By Mehdi, Senior Sukuk Fund Manager · Updated May 2026
This one causes less worry than private pensions, and rightly so, but it is worth answering clearly since people do ask.
The short answer: Generally, yes. A state pension is money the government returns to you in retirement in exchange for contributions you were legally required to make during your working life — most scholars treat receiving it as permissible, since it is a return of an entitlement rather than interest you sought.
You pay into the state system through mandatory contributions (national insurance, social security, or your country's equivalent) — you have no real choice in it, it is a condition of working. In retirement the state pays you a pension in return. Because this is fundamentally a government entitlement scheme rather than you lending money at interest for a profit, the mainstream scholarly view is that receiving the state pension is permissible. It is closer to getting back what was taken from you than to seeking riba.
Where we stand: receive your state pension with a clear conscience. The questions worth your energy are the private pots you actually control and choose the funds for — that is where the real cleaning, and the real opportunity, lies.

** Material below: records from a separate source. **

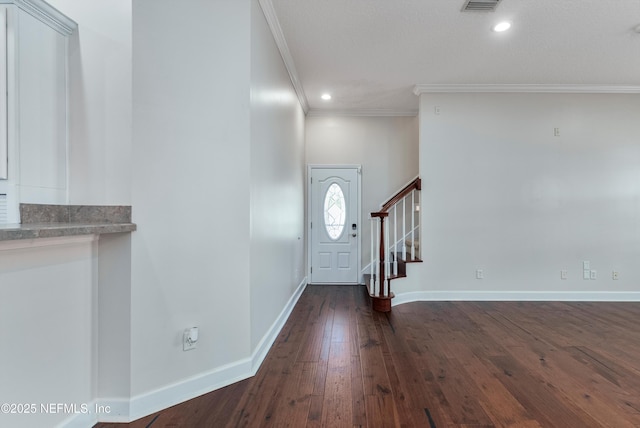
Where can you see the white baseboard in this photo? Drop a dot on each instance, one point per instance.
(112, 410)
(260, 353)
(566, 296)
(145, 404)
(159, 399)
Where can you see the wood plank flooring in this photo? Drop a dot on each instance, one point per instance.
(336, 363)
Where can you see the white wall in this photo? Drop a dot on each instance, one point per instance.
(47, 299)
(191, 196)
(502, 194)
(386, 147)
(41, 105)
(100, 101)
(277, 182)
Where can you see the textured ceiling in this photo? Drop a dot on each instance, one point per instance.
(371, 53)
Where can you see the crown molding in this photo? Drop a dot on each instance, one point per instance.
(559, 89)
(363, 112)
(46, 13)
(272, 19)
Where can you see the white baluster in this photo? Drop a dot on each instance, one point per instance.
(387, 259)
(395, 240)
(372, 268)
(404, 229)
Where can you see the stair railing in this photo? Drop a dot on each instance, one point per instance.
(394, 242)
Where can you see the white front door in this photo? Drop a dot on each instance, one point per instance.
(334, 225)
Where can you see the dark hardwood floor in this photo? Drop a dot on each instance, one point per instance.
(434, 364)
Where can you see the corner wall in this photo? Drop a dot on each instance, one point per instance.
(100, 62)
(501, 193)
(191, 185)
(277, 187)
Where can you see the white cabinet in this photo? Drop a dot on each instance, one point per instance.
(33, 111)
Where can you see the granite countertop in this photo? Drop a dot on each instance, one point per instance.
(50, 221)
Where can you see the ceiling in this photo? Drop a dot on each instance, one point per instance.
(370, 54)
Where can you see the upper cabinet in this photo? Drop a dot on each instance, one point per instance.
(34, 39)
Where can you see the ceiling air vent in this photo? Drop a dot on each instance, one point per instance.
(480, 5)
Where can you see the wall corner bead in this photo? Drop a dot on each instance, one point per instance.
(46, 13)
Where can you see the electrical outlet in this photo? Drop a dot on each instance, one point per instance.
(190, 339)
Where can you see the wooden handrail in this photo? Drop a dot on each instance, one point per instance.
(382, 301)
(414, 185)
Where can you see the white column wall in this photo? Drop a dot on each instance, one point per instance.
(277, 183)
(191, 187)
(503, 194)
(47, 296)
(386, 147)
(100, 62)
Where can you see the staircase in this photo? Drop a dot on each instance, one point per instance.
(395, 241)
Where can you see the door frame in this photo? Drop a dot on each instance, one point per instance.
(311, 167)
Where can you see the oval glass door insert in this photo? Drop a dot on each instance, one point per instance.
(334, 211)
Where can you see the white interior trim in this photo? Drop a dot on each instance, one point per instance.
(285, 53)
(559, 89)
(310, 167)
(364, 113)
(19, 244)
(46, 13)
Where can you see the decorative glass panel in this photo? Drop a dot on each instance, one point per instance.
(334, 211)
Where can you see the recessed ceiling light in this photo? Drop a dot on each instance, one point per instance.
(502, 26)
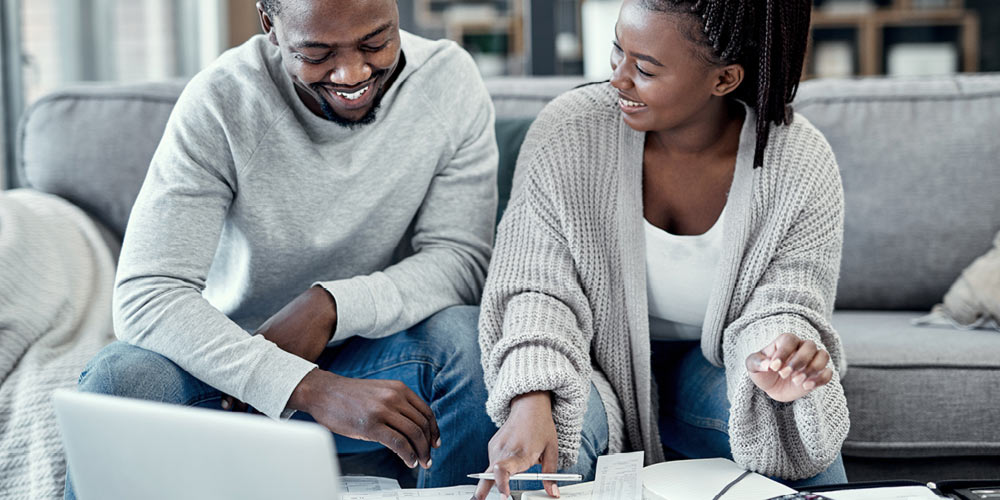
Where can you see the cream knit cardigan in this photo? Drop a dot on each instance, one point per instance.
(566, 291)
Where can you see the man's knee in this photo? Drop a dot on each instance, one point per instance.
(121, 369)
(456, 328)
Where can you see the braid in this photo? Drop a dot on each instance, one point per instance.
(767, 37)
(271, 7)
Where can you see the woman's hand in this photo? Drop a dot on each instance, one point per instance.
(789, 368)
(528, 437)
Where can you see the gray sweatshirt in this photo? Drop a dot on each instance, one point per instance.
(251, 198)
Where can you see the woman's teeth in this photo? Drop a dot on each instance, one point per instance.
(630, 104)
(354, 95)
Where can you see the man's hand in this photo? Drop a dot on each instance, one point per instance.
(303, 327)
(385, 411)
(789, 368)
(528, 437)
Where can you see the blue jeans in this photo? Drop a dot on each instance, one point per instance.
(438, 359)
(694, 409)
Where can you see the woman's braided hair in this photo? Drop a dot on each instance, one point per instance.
(767, 37)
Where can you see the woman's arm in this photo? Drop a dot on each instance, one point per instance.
(535, 324)
(795, 295)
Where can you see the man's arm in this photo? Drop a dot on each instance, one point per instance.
(453, 231)
(169, 246)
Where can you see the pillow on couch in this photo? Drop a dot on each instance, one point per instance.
(973, 301)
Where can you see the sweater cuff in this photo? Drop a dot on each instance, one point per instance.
(270, 384)
(761, 333)
(356, 312)
(530, 368)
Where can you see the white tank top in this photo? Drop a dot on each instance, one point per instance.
(680, 273)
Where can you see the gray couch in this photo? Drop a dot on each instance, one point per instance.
(920, 162)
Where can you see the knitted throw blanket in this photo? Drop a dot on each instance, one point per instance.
(566, 290)
(56, 278)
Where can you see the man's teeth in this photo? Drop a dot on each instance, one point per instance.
(353, 96)
(631, 104)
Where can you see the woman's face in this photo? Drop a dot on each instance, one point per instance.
(663, 78)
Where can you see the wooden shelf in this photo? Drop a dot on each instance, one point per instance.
(870, 29)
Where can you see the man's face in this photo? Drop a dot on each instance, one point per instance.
(342, 55)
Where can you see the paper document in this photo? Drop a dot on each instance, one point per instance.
(892, 493)
(451, 493)
(365, 484)
(617, 476)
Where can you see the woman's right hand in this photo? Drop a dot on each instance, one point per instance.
(528, 437)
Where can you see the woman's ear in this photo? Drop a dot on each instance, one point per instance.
(266, 24)
(728, 79)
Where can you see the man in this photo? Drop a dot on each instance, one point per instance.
(325, 185)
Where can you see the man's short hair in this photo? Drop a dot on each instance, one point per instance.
(271, 7)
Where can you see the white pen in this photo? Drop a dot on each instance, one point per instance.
(531, 477)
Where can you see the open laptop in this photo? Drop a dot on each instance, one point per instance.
(125, 448)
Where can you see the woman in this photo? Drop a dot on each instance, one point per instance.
(682, 203)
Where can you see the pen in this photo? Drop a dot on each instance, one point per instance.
(532, 477)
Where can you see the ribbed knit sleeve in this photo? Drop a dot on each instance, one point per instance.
(535, 322)
(795, 295)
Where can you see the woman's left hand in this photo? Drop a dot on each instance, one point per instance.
(789, 368)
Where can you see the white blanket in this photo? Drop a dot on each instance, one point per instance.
(56, 278)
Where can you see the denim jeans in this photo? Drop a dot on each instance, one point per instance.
(438, 359)
(694, 409)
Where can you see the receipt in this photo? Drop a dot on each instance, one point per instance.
(617, 477)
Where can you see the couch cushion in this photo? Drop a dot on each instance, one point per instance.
(92, 145)
(920, 162)
(919, 391)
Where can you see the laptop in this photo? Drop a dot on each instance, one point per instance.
(126, 448)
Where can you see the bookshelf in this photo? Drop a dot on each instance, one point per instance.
(870, 35)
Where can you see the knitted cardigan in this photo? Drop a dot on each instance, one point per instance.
(566, 291)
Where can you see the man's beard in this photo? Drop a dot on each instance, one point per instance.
(332, 115)
(367, 119)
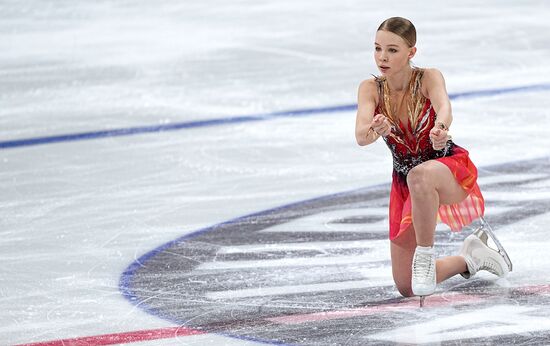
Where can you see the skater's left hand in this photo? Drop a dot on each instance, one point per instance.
(439, 138)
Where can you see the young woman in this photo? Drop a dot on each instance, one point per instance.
(432, 177)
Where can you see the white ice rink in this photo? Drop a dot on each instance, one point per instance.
(76, 213)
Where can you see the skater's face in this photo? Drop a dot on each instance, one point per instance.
(391, 52)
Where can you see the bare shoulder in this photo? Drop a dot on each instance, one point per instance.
(431, 75)
(432, 79)
(368, 90)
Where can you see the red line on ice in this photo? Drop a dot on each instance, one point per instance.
(126, 337)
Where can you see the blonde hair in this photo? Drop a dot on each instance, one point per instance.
(402, 27)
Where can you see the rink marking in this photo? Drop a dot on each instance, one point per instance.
(236, 119)
(125, 337)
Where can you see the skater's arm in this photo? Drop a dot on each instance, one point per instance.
(433, 85)
(366, 104)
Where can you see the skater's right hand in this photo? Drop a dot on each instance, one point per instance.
(381, 125)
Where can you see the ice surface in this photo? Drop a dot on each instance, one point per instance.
(75, 215)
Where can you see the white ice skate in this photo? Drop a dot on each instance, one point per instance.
(423, 272)
(479, 256)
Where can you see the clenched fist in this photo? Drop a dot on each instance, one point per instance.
(381, 125)
(439, 138)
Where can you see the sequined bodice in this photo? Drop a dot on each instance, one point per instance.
(410, 143)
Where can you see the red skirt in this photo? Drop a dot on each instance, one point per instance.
(455, 216)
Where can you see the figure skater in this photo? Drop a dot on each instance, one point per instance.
(432, 176)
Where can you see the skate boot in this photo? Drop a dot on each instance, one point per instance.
(423, 271)
(479, 256)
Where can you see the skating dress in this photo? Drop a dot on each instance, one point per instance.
(410, 145)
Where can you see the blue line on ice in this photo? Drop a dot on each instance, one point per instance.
(237, 119)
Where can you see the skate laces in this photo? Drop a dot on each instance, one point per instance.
(423, 266)
(491, 266)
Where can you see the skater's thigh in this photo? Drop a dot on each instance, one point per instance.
(402, 252)
(441, 178)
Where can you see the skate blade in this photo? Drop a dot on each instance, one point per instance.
(484, 233)
(422, 299)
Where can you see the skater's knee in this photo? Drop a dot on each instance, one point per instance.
(418, 178)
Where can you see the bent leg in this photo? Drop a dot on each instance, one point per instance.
(431, 184)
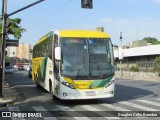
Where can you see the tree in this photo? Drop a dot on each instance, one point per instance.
(157, 65)
(15, 29)
(151, 40)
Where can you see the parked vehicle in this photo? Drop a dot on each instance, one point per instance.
(21, 68)
(9, 70)
(30, 72)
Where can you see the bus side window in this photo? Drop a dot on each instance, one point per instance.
(56, 70)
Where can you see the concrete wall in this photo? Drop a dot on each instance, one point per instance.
(138, 75)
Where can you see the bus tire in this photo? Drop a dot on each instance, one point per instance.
(37, 84)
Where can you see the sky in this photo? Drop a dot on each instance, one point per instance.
(136, 19)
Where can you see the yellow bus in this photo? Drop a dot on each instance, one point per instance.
(74, 64)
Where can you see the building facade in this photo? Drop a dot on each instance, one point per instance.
(141, 57)
(23, 51)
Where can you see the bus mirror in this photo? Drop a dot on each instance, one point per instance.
(58, 53)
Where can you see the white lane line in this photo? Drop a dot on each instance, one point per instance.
(149, 102)
(15, 109)
(41, 109)
(90, 108)
(64, 108)
(137, 106)
(116, 108)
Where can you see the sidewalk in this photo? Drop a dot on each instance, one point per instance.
(9, 95)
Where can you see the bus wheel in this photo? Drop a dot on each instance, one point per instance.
(51, 91)
(37, 85)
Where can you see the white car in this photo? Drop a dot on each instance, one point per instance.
(9, 69)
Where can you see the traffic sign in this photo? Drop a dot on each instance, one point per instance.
(12, 42)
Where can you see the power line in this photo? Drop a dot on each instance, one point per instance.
(52, 13)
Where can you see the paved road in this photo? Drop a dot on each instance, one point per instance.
(132, 97)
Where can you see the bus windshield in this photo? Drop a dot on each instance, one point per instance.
(86, 58)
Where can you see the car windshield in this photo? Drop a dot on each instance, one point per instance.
(92, 57)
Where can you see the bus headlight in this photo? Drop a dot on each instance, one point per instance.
(68, 85)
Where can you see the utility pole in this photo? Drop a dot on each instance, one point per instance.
(121, 59)
(3, 40)
(3, 45)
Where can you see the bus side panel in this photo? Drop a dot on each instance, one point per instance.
(49, 74)
(39, 70)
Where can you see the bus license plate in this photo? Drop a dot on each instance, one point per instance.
(90, 93)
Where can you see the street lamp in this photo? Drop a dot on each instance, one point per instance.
(121, 54)
(4, 17)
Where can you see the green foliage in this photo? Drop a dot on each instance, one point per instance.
(134, 69)
(157, 64)
(151, 40)
(16, 29)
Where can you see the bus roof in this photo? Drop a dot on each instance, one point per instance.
(77, 34)
(83, 34)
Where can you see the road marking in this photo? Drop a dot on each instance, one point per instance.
(90, 108)
(149, 102)
(137, 106)
(115, 107)
(40, 109)
(64, 108)
(158, 99)
(15, 109)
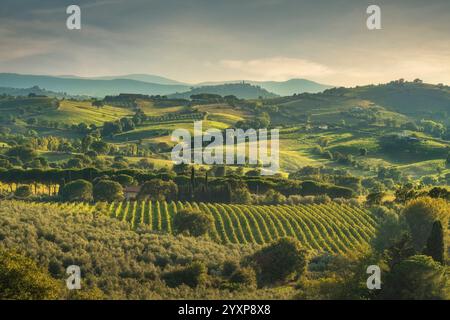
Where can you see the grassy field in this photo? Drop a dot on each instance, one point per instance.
(74, 112)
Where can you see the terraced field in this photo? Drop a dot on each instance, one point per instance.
(330, 227)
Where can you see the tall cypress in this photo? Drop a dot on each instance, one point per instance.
(435, 247)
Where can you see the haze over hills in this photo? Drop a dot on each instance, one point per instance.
(152, 85)
(150, 78)
(91, 87)
(240, 90)
(282, 88)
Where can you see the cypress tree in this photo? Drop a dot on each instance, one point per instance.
(435, 247)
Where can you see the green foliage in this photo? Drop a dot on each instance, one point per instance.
(157, 189)
(435, 247)
(124, 179)
(23, 192)
(280, 261)
(107, 190)
(390, 229)
(417, 278)
(22, 279)
(193, 222)
(193, 275)
(245, 277)
(25, 154)
(420, 215)
(78, 190)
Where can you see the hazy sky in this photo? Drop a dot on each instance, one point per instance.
(209, 40)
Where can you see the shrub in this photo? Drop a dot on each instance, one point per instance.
(23, 192)
(416, 278)
(78, 190)
(280, 261)
(193, 222)
(107, 190)
(229, 267)
(420, 214)
(245, 277)
(22, 279)
(193, 275)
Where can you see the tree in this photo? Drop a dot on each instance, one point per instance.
(78, 190)
(420, 214)
(107, 190)
(101, 147)
(111, 128)
(25, 154)
(23, 192)
(244, 277)
(157, 189)
(127, 124)
(22, 279)
(416, 278)
(192, 275)
(124, 179)
(435, 247)
(146, 164)
(375, 198)
(280, 261)
(97, 103)
(193, 222)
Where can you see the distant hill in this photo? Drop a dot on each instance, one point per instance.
(240, 90)
(395, 100)
(15, 92)
(282, 88)
(81, 86)
(138, 77)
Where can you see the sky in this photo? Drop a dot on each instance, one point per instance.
(210, 40)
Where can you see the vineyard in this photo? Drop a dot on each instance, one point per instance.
(330, 227)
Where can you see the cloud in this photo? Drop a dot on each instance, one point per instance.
(277, 68)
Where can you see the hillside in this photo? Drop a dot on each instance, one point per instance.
(281, 88)
(150, 78)
(400, 101)
(80, 86)
(240, 90)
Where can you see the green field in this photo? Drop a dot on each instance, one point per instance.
(329, 228)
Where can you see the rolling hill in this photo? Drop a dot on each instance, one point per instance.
(90, 87)
(400, 101)
(281, 88)
(240, 90)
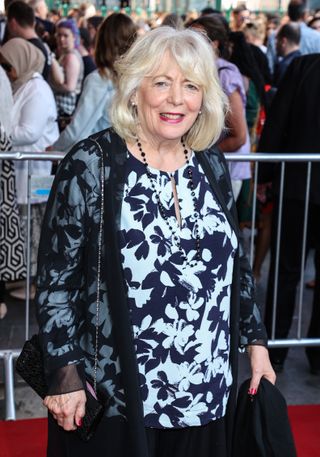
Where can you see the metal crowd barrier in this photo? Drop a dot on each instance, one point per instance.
(9, 355)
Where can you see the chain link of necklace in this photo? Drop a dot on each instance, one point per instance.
(162, 210)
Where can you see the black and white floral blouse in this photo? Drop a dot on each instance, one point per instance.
(67, 281)
(180, 313)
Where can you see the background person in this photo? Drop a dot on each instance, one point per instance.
(292, 126)
(67, 84)
(236, 137)
(169, 325)
(12, 259)
(34, 125)
(115, 35)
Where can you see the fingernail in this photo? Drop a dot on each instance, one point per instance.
(252, 391)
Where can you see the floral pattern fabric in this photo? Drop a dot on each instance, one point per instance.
(180, 313)
(67, 276)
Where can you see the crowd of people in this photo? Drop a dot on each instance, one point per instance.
(64, 79)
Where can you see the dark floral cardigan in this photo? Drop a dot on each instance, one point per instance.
(67, 281)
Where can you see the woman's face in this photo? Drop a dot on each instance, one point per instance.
(167, 102)
(65, 39)
(316, 25)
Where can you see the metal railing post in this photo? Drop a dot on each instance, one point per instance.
(9, 386)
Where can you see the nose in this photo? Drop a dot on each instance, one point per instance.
(176, 94)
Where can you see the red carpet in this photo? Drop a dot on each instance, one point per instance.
(23, 438)
(305, 424)
(27, 438)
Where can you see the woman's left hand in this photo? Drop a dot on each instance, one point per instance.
(260, 367)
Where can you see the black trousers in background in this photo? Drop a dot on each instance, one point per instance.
(110, 440)
(289, 274)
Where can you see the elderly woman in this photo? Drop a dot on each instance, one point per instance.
(143, 287)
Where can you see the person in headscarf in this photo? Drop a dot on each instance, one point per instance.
(34, 125)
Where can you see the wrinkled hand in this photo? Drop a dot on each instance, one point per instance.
(67, 409)
(260, 367)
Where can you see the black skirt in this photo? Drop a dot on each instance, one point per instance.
(111, 440)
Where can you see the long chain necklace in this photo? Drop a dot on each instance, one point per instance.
(162, 210)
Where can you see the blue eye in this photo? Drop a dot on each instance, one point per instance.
(191, 86)
(160, 83)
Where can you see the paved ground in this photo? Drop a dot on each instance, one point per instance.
(296, 383)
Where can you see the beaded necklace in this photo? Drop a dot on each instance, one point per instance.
(162, 210)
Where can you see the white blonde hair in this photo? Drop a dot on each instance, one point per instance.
(195, 57)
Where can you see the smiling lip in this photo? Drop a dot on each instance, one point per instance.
(172, 118)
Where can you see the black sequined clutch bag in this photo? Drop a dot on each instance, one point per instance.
(30, 367)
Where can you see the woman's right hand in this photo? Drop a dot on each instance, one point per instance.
(67, 409)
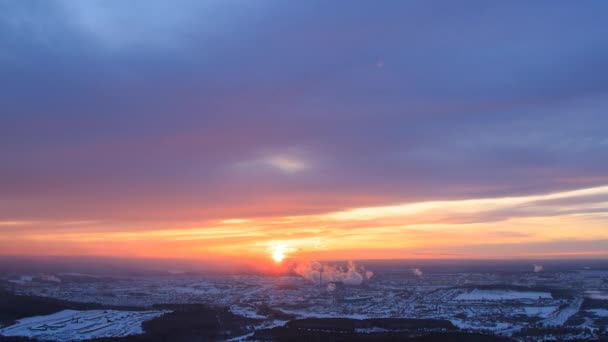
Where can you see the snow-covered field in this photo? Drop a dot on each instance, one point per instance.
(477, 294)
(541, 311)
(599, 312)
(602, 295)
(70, 325)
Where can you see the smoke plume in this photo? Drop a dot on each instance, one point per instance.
(319, 273)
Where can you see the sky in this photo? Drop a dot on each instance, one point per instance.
(318, 129)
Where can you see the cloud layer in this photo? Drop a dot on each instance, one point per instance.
(142, 116)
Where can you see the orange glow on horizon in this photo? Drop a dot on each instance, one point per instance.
(554, 224)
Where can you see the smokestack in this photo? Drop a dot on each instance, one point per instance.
(321, 277)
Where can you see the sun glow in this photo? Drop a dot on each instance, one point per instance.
(278, 253)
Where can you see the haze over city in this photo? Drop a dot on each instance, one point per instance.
(303, 170)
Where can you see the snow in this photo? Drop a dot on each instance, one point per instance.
(477, 294)
(542, 311)
(246, 312)
(597, 295)
(599, 312)
(560, 317)
(70, 325)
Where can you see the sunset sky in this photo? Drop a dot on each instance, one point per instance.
(317, 129)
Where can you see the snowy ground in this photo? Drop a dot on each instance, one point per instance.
(477, 294)
(599, 312)
(70, 325)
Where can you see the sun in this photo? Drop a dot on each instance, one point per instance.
(278, 253)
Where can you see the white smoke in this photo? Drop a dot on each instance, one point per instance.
(319, 273)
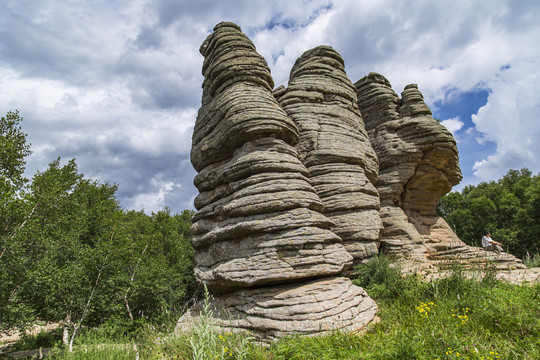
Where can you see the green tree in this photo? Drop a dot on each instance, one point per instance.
(509, 208)
(70, 254)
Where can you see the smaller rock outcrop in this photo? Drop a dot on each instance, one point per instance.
(418, 163)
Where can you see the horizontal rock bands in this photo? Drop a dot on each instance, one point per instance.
(264, 155)
(318, 306)
(274, 265)
(207, 231)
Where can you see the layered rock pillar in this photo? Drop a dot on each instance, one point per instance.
(335, 148)
(418, 163)
(262, 245)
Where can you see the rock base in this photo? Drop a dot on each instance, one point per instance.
(271, 313)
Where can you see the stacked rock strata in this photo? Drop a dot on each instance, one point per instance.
(335, 148)
(262, 245)
(418, 163)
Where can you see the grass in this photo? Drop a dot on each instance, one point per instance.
(450, 318)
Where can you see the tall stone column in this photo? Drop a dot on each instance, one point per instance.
(262, 245)
(335, 148)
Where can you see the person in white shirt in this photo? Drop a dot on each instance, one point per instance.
(489, 244)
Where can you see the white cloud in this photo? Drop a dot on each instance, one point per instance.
(153, 199)
(117, 84)
(453, 124)
(510, 120)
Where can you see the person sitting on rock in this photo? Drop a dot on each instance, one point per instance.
(489, 244)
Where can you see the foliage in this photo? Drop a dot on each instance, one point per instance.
(509, 208)
(451, 318)
(70, 254)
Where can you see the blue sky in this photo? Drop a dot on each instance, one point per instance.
(116, 84)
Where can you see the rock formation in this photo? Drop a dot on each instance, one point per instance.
(294, 189)
(262, 245)
(334, 147)
(418, 163)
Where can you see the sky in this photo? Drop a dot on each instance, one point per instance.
(116, 84)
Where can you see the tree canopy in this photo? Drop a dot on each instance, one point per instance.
(509, 208)
(70, 254)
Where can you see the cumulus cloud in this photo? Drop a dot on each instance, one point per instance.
(510, 120)
(117, 84)
(453, 124)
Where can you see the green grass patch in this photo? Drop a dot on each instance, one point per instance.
(451, 318)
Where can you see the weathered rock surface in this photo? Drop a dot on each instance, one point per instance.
(258, 219)
(418, 163)
(272, 312)
(335, 148)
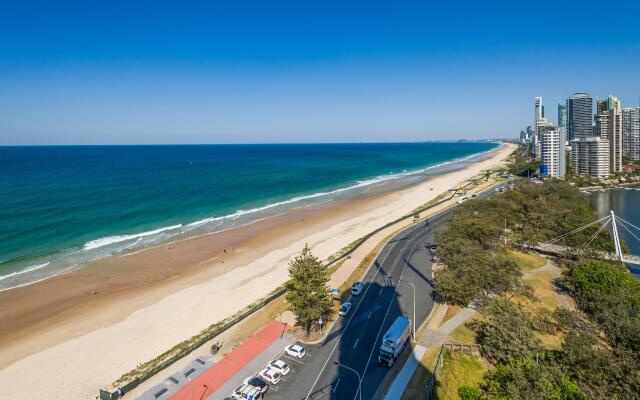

Do not let scrupulosity manufacture a problem where the scholars have found ease. Allah does not burden a soul beyond its capacity, and He has not asked you to refuse an entitlement you had no choice but to fund.
This is education, not personalized financial advice or a religious ruling. Screening status can change, and your situation is your own. Confirm a specific holding against its current Shariah screening, and any ruling with a qualified scholar you trust. The decision, as always, is yours, before Allah.